Back in 2006, astronomers used the Hubble Space Telescope to watch vast numbers of stars in the Milky Way's central bulge to look for gravitational lensing by extrasolar planets. The observations revealed 16 Jupiter-sized planetary candidates and also, as a byproduct, identified 42 oddly bright blue stars within the bulge. Astronomers think that many or most of these are “blue stragglers”: old stars that, for reasons uncertain, burn as hot and bright as if they were part of a young stellar population. Bulge stars are supposed to be very old.
Blue stragglers have intrigued astronomers since 1953, when Allan Sandage discovered them among the ancient stars of the globular cluster M3. Stars that form at the same time, such as in a cluster, should evolve together. But blue stragglers look rejuvenated long after their equally massive peers have evolved into red giants or on to white-dwarfhood. In the standard explanation, a blue straggler has acquired a great deal of fresh mass from another star, perhaps by a collision and merger, and as a result is now fusing hydrogen at the fast pace of a younger star.

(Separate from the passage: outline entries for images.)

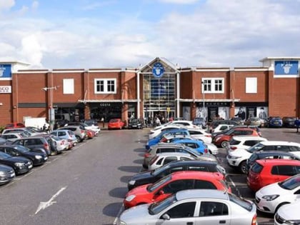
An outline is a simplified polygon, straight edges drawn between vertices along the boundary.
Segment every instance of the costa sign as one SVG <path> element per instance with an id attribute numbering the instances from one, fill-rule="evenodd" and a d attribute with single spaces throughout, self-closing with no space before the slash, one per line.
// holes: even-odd
<path id="1" fill-rule="evenodd" d="M 0 86 L 0 93 L 11 93 L 11 86 Z"/>

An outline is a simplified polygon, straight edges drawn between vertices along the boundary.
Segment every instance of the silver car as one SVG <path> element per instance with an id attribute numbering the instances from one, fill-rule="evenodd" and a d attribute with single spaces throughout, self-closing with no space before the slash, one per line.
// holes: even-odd
<path id="1" fill-rule="evenodd" d="M 125 210 L 117 225 L 257 224 L 256 207 L 249 200 L 219 190 L 180 191 L 156 203 Z"/>

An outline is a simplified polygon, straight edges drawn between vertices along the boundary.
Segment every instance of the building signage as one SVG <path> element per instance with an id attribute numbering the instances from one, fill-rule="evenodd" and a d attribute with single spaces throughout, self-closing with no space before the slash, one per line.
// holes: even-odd
<path id="1" fill-rule="evenodd" d="M 11 65 L 0 64 L 0 79 L 11 78 Z"/>
<path id="2" fill-rule="evenodd" d="M 11 86 L 0 86 L 0 93 L 11 93 Z"/>
<path id="3" fill-rule="evenodd" d="M 298 61 L 275 61 L 275 75 L 298 75 Z"/>
<path id="4" fill-rule="evenodd" d="M 161 63 L 156 63 L 153 66 L 152 74 L 155 77 L 160 78 L 164 75 L 164 68 Z"/>

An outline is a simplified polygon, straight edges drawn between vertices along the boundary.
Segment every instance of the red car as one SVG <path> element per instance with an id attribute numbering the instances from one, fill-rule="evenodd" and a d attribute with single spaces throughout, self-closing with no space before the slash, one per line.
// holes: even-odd
<path id="1" fill-rule="evenodd" d="M 251 166 L 247 185 L 256 191 L 268 184 L 300 174 L 300 161 L 294 159 L 260 159 Z"/>
<path id="2" fill-rule="evenodd" d="M 137 186 L 129 191 L 124 201 L 126 208 L 151 203 L 186 189 L 218 189 L 231 193 L 231 189 L 213 173 L 179 171 L 167 175 L 155 183 Z"/>
<path id="3" fill-rule="evenodd" d="M 11 128 L 19 128 L 19 127 L 25 127 L 25 125 L 22 123 L 12 123 L 6 124 L 4 127 L 4 129 L 11 129 Z"/>
<path id="4" fill-rule="evenodd" d="M 107 125 L 107 128 L 109 129 L 119 129 L 120 130 L 124 129 L 125 123 L 121 120 L 121 119 L 111 119 Z"/>
<path id="5" fill-rule="evenodd" d="M 236 135 L 259 136 L 259 133 L 251 128 L 231 129 L 224 134 L 216 136 L 214 139 L 214 144 L 218 147 L 226 148 L 231 137 Z"/>

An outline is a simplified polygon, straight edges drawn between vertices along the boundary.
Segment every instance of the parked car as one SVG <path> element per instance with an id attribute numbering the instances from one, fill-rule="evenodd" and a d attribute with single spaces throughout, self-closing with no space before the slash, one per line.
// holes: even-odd
<path id="1" fill-rule="evenodd" d="M 224 134 L 217 135 L 214 139 L 214 144 L 217 146 L 226 148 L 231 137 L 238 135 L 259 136 L 256 130 L 251 128 L 231 129 Z"/>
<path id="2" fill-rule="evenodd" d="M 16 176 L 14 169 L 4 164 L 0 164 L 0 185 L 12 181 Z"/>
<path id="3" fill-rule="evenodd" d="M 148 150 L 151 148 L 151 146 L 159 143 L 159 141 L 161 141 L 161 139 L 164 136 L 164 135 L 168 135 L 168 134 L 185 135 L 186 136 L 189 136 L 189 132 L 186 129 L 171 129 L 171 130 L 167 130 L 167 131 L 162 131 L 161 134 L 157 135 L 155 138 L 149 139 L 147 141 L 147 143 L 146 144 L 146 146 L 145 146 L 146 149 Z"/>
<path id="4" fill-rule="evenodd" d="M 295 116 L 284 116 L 282 117 L 282 126 L 284 127 L 295 127 L 295 121 L 297 119 Z"/>
<path id="5" fill-rule="evenodd" d="M 300 174 L 261 188 L 255 194 L 255 204 L 258 210 L 274 214 L 283 205 L 295 202 L 299 198 Z"/>
<path id="6" fill-rule="evenodd" d="M 257 143 L 248 149 L 248 151 L 251 153 L 256 151 L 283 151 L 300 157 L 300 144 L 291 141 L 266 141 Z"/>
<path id="7" fill-rule="evenodd" d="M 111 119 L 107 125 L 109 130 L 119 129 L 121 130 L 125 127 L 125 123 L 121 119 Z"/>
<path id="8" fill-rule="evenodd" d="M 74 146 L 78 143 L 74 132 L 70 130 L 55 130 L 51 132 L 50 134 L 58 136 L 59 138 L 61 138 L 62 139 L 68 140 L 69 145 L 70 147 Z"/>
<path id="9" fill-rule="evenodd" d="M 249 200 L 219 190 L 184 190 L 159 202 L 125 210 L 116 225 L 256 224 L 256 207 Z"/>
<path id="10" fill-rule="evenodd" d="M 75 134 L 76 139 L 78 142 L 82 142 L 84 140 L 87 139 L 86 131 L 84 129 L 84 127 L 80 128 L 79 126 L 66 126 L 60 127 L 58 130 L 70 130 Z"/>
<path id="11" fill-rule="evenodd" d="M 182 154 L 182 153 L 181 153 Z M 154 183 L 161 178 L 179 171 L 199 171 L 214 173 L 225 180 L 226 171 L 216 161 L 201 160 L 173 161 L 154 171 L 144 171 L 133 176 L 128 181 L 128 189 Z"/>
<path id="12" fill-rule="evenodd" d="M 259 159 L 294 159 L 299 160 L 300 158 L 297 156 L 287 151 L 254 151 L 246 161 L 246 174 L 248 174 L 248 171 L 250 167 L 255 163 L 256 160 Z"/>
<path id="13" fill-rule="evenodd" d="M 149 164 L 148 165 L 148 170 L 153 171 L 173 161 L 188 161 L 196 159 L 197 159 L 195 156 L 186 152 L 159 153 L 151 159 Z"/>
<path id="14" fill-rule="evenodd" d="M 2 151 L 0 151 L 0 164 L 12 167 L 16 175 L 26 174 L 33 167 L 30 159 L 21 156 L 11 156 Z"/>
<path id="15" fill-rule="evenodd" d="M 139 119 L 131 119 L 128 122 L 128 129 L 143 129 L 143 121 Z"/>
<path id="16" fill-rule="evenodd" d="M 196 189 L 231 192 L 231 188 L 213 173 L 185 171 L 172 173 L 155 183 L 131 189 L 123 203 L 125 208 L 131 208 L 141 204 L 156 202 L 179 191 Z"/>
<path id="17" fill-rule="evenodd" d="M 244 124 L 245 125 L 254 125 L 259 127 L 261 126 L 261 121 L 259 117 L 250 117 L 245 120 Z"/>
<path id="18" fill-rule="evenodd" d="M 300 161 L 291 159 L 259 159 L 250 167 L 247 186 L 254 191 L 263 186 L 300 174 Z"/>
<path id="19" fill-rule="evenodd" d="M 274 225 L 299 224 L 300 201 L 295 201 L 280 207 L 274 215 Z"/>
<path id="20" fill-rule="evenodd" d="M 46 154 L 31 151 L 30 149 L 21 145 L 1 145 L 0 151 L 11 156 L 23 156 L 31 160 L 34 166 L 44 164 L 48 159 Z"/>
<path id="21" fill-rule="evenodd" d="M 4 129 L 19 128 L 19 127 L 25 127 L 24 124 L 18 123 L 18 122 L 8 124 L 5 125 Z"/>
<path id="22" fill-rule="evenodd" d="M 270 116 L 266 120 L 266 127 L 282 127 L 282 119 L 279 116 Z"/>

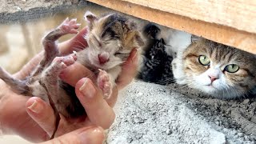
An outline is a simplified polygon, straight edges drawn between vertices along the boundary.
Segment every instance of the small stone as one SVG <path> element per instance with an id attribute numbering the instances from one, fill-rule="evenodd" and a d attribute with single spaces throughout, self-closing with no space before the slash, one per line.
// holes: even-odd
<path id="1" fill-rule="evenodd" d="M 242 134 L 242 133 L 238 133 L 238 137 L 242 137 L 242 136 L 243 136 L 243 134 Z"/>
<path id="2" fill-rule="evenodd" d="M 17 7 L 17 10 L 18 10 L 18 11 L 21 11 L 21 10 L 22 10 L 22 8 Z"/>
<path id="3" fill-rule="evenodd" d="M 245 140 L 249 141 L 249 137 L 247 135 L 245 136 Z"/>
<path id="4" fill-rule="evenodd" d="M 217 126 L 219 126 L 219 122 L 215 122 L 215 124 L 217 125 Z"/>
<path id="5" fill-rule="evenodd" d="M 170 129 L 167 129 L 166 133 L 169 135 L 171 134 L 171 130 Z"/>

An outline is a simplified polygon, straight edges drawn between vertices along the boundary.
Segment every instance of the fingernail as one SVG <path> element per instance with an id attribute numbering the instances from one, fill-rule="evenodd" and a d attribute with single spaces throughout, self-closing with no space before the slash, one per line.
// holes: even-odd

The star merger could be the result of a direct collision or, perhaps more likely, the result of a close miss that results in a close binary that eventually spirals together. Only where stars are stars are much closer together than in our own vicinity is this ever likely to happen.
The galaxy's central bulge is indeed dense toward its center, as are globular clusters. And in a population of old stars, such young-looking ones stand out. At a press briefing earlier this month at the American Astronomical Society’s Boston meeting, Will Clarkson, the Indiana University investigator who led the study, said that only 3.4% of the galactic bulge’s stars formed in the last five billion years.
While these reborn stars are commonly seen in globular clusters, this is the first time they’ve been spotted within the bulge itself. “Every new environment we can find these blue stragglers in is good,” said Clarkson. He and other experts believe that these oddballs have much to reveal about the formation and evolution of stars generally.
But Clarkson noted that isolating them in the galactic bulge was tricky. Hubble peered at this distant region through a haze of foreground stars of all ages. The team had to filter these out to get a clean sample of bulge stars. They used the different speeds at which these two star populations orbit the galactic center to make this distinction.
“Stars that are closer [to us] seem to orbit faster,” said Clarkson. He compared it to looking from Boston at cars driving in Los Angeles. “Cars in a city in Kansas will be in the way. But they will pass by faster against the background of Los Angeles, and you can use this speed to separate the two.”
In this way the team isolated 12,762 bulge stars. At least 18 to 37 of them are suspected to be blue stragglers. To confirm this, scientists will look for signs of lithium, carbon and oxygen depletion — chemical signatures of mass transfer. Clarkson said that a blue straggler’s spin period could also indicate if it evolved from a merged binary pair.
Clarkson’s team, however, did not use their data to estimate the total number of blue stragglers in the entire galactic bulge. “What we saw is only a pencil beam,” Clarkson said: a sample along one narrow line of sight. “We did not want to use this to make a prediction for a larger population of stars.” So the bulge's exact makeup is still not known with complete precision.